Clear Sky Science · en
Explainable machine learning-based classification of traditional Korean ceramics using XRF chemical composition data
Ceramic Treasures Meet Modern Algorithms
For centuries, experts have classified Korea’s finest ceramics—soft green celadon, boldly decorated buncheong, and serene white porcelain—by eye and experience. But what happens when a fragment is damaged, discolored, or doesn’t quite fit the textbook look? This study shows how modern machine learning can read the chemical “fingerprints” of these wares to sort them objectively, and even explain what ingredients give each piece its distinctive beauty.
From Glaze Colors to Hidden Ingredients
Celadon, buncheong, and white porcelain are more than museum labels; they trace shifts in taste and technology from Korea’s Goryeo to Joseon dynasties. Celadon is famed for its jade-green glaze and intricate inlay, buncheong for its lively white-slip decorations on a darker body, and white porcelain for its pure, restrained elegance. Yet visually based sorting has limits: early or experimental pieces can look different, and weathering or breakage can mask key features. The authors turn instead to X-ray fluorescence (XRF), a technique that reveals how much of each major oxide—such as silica, alumina, iron, and titanium—is present in the ceramic body. Because these chemical recipes reflect raw materials and firing conditions, they provide a more stable basis for identifying what kind of ware a shard once was.

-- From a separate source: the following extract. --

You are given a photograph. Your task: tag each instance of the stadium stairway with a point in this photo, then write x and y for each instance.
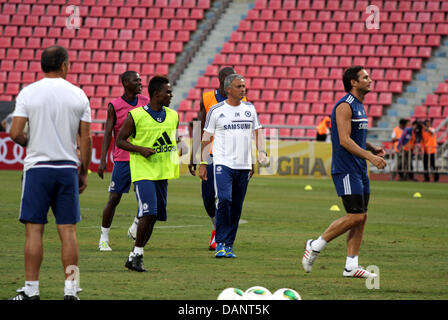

Teaching Computers to Recognize Old Clay
The team compiled XRF data for 624 ceramic samples from earlier scientific studies, evenly covering celadon, buncheong, and white porcelain. They then trained six different machine learning models to recognize the three types using only ten measured oxides. Some models, like decision trees and random forests, split the data into branches based on simple rules. Others, such as support vector machines, draw more flexible boundaries in a mathematical space. To avoid tailoring the models too closely to this particular dataset, the authors reserved part of the data for testing and probed performance on an entirely separate group of 59 samples drawn from independent research.
How Well the Machines Performed
Two tree-based methods—random forest and extreme gradient boosting—came out on top, correctly classifying about 96% of the test samples. A support vector machine trailed only slightly, while simpler, more rigid methods lagged behind. A closer look at the errors revealed a telling pattern: white porcelain was almost always identified correctly, but celadon and buncheong were often confused with each other. This mirrors history and technology. Both celadon and buncheong share similar clays and high firing temperatures, and early buncheong often borrowed techniques from celadon, so their chemical signatures naturally overlap. White porcelain, made from unusually pure clay with very little color-causing material, stands apart as a distinct cluster in the data.

Explaining the Decisions: Why Iron and Titanium Matter
Powerful models are not much use to historians if they behave like black boxes. To open the lid, the researchers used SHAP, a method that assigns each chemical a score for how strongly it pushes a sample toward one ceramic type or another. Across the best-performing models, two oxides dominated the story: iron oxide (Fe2O3) and titanium dioxide (TiO2). These are already known to shape color in fired clay, shifting hues from yellowish to bluish-green depending on their amount and the kiln atmosphere. The machine learning analysis confirmed that low iron and titanium levels strongly favor white porcelain; intermediate levels tend to signal celadon; and higher iron, paired with moderate titanium, is characteristic of buncheong’s darker, earthier bodies. Other oxides, such as those containing phosphorus and sodium, played supporting roles in teasing celadon and buncheong apart when their main coloring ingredients overlapped.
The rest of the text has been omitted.